I biancazzurri sono caduti col massimo scarto sotto i colpi di Fromm e Rosalba evidenziando un divario tecnico consistente contro l’unica squadra imbattuta in serie A2.

“L’unica considerazione positiva riguarda il contemporaneo stop di tutte le concorrenti dirette – evidenzia Mario Mercorio -. Siamo ancora a 4 lunghezze con Loreto e Matera. Brolo ha un solo punto di vantaggio. Non è cambiato nulla”.

Un quadro che rende meno amara la debacle di domenica. “C’è poco da dire – spiega il martello della B-Chem Golden Plast -. Gli avversari si sono dimostrati superiori e il calore dei propri tifosi li ha spinti a dare il massimo. Noi siamo partiti bene, ma, come spesso accade, ci siamo persi per strada a metà del primo set e abbiamo commesso una sfilza di errori evitabili”.

Disastroso il secondo parziale. “Potrei addirittura non parlarne perché siamo tornati sul rettangolo di gioco demotivati e scoraggiati”, ammette il numero 8.

L’ora di Super Mario è scattata troppo tardi, nel terzo set. Nemmeno nel suo momento migliore Mercorio ha salvato i compagni con ben 8 punti concentrati in pochissimi minuti. “Nella fase finale del match ho giocato a un buon ritmo – afferma il fuoriclasse biancazzurro -, ma non siamo riusciti a riaprire la partita.
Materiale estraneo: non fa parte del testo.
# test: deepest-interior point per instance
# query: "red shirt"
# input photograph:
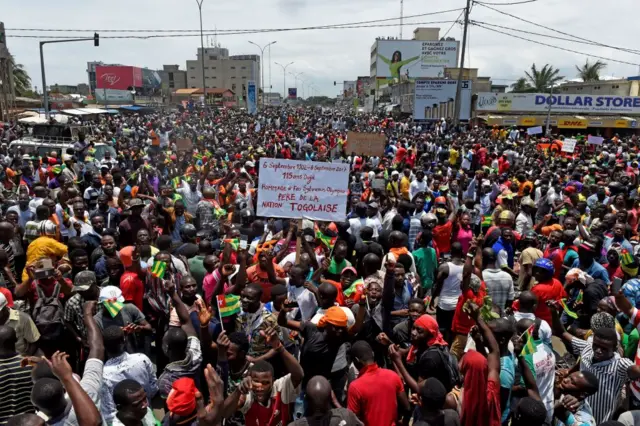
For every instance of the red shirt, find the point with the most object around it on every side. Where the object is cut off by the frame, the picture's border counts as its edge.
(132, 288)
(373, 396)
(442, 236)
(551, 290)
L’obiettivo era disputare una buona gara ritrovando il nostro gioco. Sarà fondamentale far bene domenica prossima in casa contro Padova. Ce la giocheremo”.
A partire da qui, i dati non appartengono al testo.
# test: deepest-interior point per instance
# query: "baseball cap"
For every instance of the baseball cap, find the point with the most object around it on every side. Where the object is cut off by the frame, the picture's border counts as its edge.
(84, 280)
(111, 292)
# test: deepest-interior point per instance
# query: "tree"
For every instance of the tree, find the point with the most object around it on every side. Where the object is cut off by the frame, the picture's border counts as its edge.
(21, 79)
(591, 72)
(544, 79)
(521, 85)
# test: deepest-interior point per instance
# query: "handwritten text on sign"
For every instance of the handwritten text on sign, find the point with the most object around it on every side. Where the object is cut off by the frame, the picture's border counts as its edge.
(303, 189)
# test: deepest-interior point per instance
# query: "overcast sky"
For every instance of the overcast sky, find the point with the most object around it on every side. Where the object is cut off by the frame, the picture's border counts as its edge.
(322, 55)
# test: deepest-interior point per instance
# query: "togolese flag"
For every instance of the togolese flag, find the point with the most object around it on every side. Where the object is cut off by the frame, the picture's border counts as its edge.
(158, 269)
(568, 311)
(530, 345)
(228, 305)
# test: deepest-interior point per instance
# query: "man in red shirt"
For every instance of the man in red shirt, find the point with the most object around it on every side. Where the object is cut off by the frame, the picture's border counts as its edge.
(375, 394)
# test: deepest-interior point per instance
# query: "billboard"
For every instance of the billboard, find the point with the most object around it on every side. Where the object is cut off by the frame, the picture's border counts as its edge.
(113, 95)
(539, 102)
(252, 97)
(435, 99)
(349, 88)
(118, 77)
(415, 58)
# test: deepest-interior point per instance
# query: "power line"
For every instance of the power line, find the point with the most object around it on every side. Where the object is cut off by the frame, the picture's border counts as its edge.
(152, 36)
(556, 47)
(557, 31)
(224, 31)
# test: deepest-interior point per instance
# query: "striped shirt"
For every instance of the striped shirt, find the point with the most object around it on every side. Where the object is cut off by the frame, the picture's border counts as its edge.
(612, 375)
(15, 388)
In un periodo di grandi incertezze e con Muzio reduce da un virus intestinale, poter contare sull’innesto di un rinforzo in banda aiuterebbe non poco la squadra orfana di Zampetti, ancora in attesa di operarsi al crociato. La società si sta già muovendo in tal senso. “Un altro elemento in rosa ci potrebbe far molto comodo sia in allenamento che alla domenica – spiega apertamente lo schiacciatore -. L’importante è che questo discorso non diventi un alibi perché il volley è uno sport di squadra e noi dobbiamo colmare eventuali lacune con entusiasmo e grandi prestazioni del gruppo”.